1963 – Messiah gains provisional regional accreditation.
- Messiah had originally been denied accreditation based on criticisms that included:
- Upgrading the level of faculty training.
- Improving faculty salaries.
- Offering a greater depth of major.
- Expanding the library.
1966 – Messiah earns complete regional accreditation.
- Accreditation enhanced enrollment, enabled better methods of recruitment to be instituted and made it easier to obtain outside funds from various organizations to support the school.
1968 – The College forms a partnership with Temple University, and the Philadelphia Campus of Messiah is established.
- This partnership left a historical imprint as it was the first joint venture between a religiously associated institution and a state-affiliated university.
1969 – At the forefront of the national movement toward an interdisciplinary core curriculum, Messiah develops general education courses.
Middle States Association of Colleges and Secondary Schools approves Messiah’s five secondary education programs: math, biology, chemistry, English, and social studies.
1970 – January Term is instituted.
1977 – Messiah’s nutrition and dietetics program receives initial approval from the American Dietetic Association.
1986 – Messiah’s Department of Nursing receives national accreditation from the National League of Nursing.
1987 – The social work program, in collaboration with Temple University’s program, is accredited by the Council on Social Work.
1990 – Messiah’s Department of Music is accredited by the National Association of Schools of Music.
1992 – General education curriculum is revised.
1994 – Department of Engineering is accredited by the Accreditation Board for Engineering and Technology.
1996 – Sports medicine program receives complete accreditation by the National Athletic Trainers Association and Commission of Accreditation of Allied Health Education Programs.
1998 – Joy Yu-Ho Wang ’98 becomes Messiah’s first Rhodes Scholar.
2000 – Messiah is restructured into five interdisciplinary schools; each school is assigned its own academic dean. The five schools include:
2004 – A new core course for first-year students entitled “Created and Called for Community” is launched.

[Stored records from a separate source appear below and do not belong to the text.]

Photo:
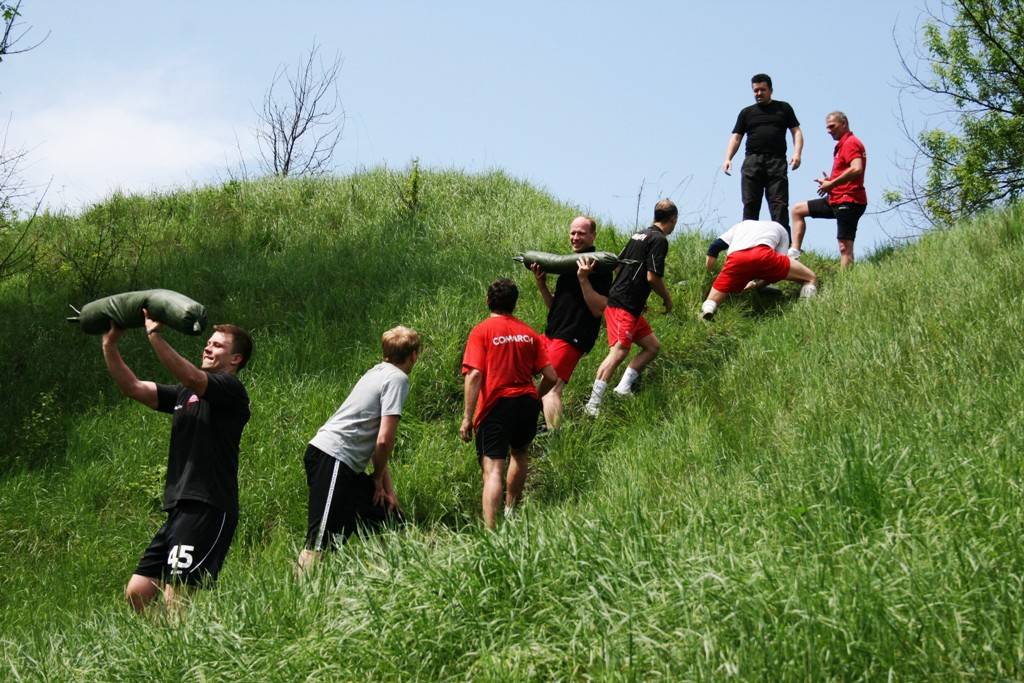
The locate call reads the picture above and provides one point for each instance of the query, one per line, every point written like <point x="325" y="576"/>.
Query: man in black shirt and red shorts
<point x="627" y="301"/>
<point x="210" y="408"/>
<point x="503" y="354"/>
<point x="842" y="194"/>
<point x="764" y="172"/>
<point x="573" y="313"/>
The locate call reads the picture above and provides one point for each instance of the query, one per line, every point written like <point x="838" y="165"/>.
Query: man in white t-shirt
<point x="342" y="496"/>
<point x="757" y="256"/>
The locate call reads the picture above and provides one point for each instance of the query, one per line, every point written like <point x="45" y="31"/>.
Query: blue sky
<point x="586" y="99"/>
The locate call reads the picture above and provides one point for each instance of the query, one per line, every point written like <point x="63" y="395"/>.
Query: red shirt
<point x="847" y="148"/>
<point x="508" y="353"/>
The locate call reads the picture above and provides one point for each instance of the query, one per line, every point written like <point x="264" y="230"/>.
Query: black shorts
<point x="512" y="422"/>
<point x="340" y="501"/>
<point x="847" y="216"/>
<point x="192" y="545"/>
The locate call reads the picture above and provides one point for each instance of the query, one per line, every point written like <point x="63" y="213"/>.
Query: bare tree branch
<point x="301" y="119"/>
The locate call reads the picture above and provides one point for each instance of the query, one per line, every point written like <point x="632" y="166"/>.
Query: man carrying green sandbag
<point x="210" y="408"/>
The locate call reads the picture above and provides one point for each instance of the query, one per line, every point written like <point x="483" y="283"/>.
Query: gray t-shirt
<point x="350" y="434"/>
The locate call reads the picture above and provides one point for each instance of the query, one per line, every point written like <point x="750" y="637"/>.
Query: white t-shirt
<point x="749" y="233"/>
<point x="350" y="434"/>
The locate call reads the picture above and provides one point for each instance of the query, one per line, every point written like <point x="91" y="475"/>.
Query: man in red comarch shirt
<point x="503" y="354"/>
<point x="842" y="194"/>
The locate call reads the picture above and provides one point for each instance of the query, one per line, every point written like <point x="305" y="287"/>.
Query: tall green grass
<point x="819" y="491"/>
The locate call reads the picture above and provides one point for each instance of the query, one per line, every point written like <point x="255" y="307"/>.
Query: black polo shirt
<point x="631" y="289"/>
<point x="765" y="127"/>
<point x="569" y="317"/>
<point x="203" y="459"/>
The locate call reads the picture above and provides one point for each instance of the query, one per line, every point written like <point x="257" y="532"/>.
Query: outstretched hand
<point x="151" y="325"/>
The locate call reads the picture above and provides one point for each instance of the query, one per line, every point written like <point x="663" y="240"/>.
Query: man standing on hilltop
<point x="757" y="256"/>
<point x="764" y="172"/>
<point x="573" y="313"/>
<point x="627" y="301"/>
<point x="210" y="408"/>
<point x="842" y="194"/>
<point x="342" y="496"/>
<point x="502" y="356"/>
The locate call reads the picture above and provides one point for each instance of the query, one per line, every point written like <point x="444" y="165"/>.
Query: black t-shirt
<point x="203" y="459"/>
<point x="569" y="317"/>
<point x="631" y="289"/>
<point x="765" y="127"/>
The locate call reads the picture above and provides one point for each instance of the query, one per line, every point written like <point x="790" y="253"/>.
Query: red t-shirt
<point x="847" y="148"/>
<point x="508" y="353"/>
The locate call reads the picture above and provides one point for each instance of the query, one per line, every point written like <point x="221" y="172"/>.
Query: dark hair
<point x="502" y="296"/>
<point x="242" y="343"/>
<point x="665" y="211"/>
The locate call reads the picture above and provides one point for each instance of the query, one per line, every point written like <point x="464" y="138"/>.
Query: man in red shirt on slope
<point x="842" y="194"/>
<point x="503" y="354"/>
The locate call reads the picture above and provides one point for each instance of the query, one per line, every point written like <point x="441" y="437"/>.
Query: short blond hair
<point x="399" y="343"/>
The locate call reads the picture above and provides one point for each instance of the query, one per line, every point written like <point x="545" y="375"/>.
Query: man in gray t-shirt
<point x="342" y="496"/>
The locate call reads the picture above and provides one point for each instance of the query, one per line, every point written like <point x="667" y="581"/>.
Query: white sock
<point x="629" y="377"/>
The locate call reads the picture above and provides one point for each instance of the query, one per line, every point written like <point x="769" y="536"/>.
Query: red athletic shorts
<point x="742" y="266"/>
<point x="563" y="356"/>
<point x="624" y="327"/>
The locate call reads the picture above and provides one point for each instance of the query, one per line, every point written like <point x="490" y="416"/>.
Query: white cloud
<point x="141" y="134"/>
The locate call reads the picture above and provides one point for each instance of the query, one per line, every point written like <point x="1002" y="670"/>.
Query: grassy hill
<point x="801" y="491"/>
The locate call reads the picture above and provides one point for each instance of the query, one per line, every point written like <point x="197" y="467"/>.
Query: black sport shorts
<point x="512" y="422"/>
<point x="192" y="545"/>
<point x="847" y="216"/>
<point x="340" y="501"/>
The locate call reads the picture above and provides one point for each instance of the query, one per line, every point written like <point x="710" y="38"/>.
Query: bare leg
<point x="516" y="479"/>
<point x="494" y="470"/>
<point x="649" y="346"/>
<point x="845" y="253"/>
<point x="798" y="218"/>
<point x="552" y="402"/>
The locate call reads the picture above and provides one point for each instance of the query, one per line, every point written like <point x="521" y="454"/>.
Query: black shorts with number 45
<point x="192" y="545"/>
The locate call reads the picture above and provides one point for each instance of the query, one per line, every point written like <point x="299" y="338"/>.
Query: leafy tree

- This class is designed to encourage students to reflect on what it means to be created in God’s image and how to pursue their vocations as servants, leaders, and peacemakers in a worldwide community.
- This course is rooted in the themes of the Messiah College mission statement, and the College's foundational values serve as the basis for the three units of the course.
2008 – Messiah begins offering online summer courses.
2009 – Messiah launches its first graduate program – a master of arts in counseling.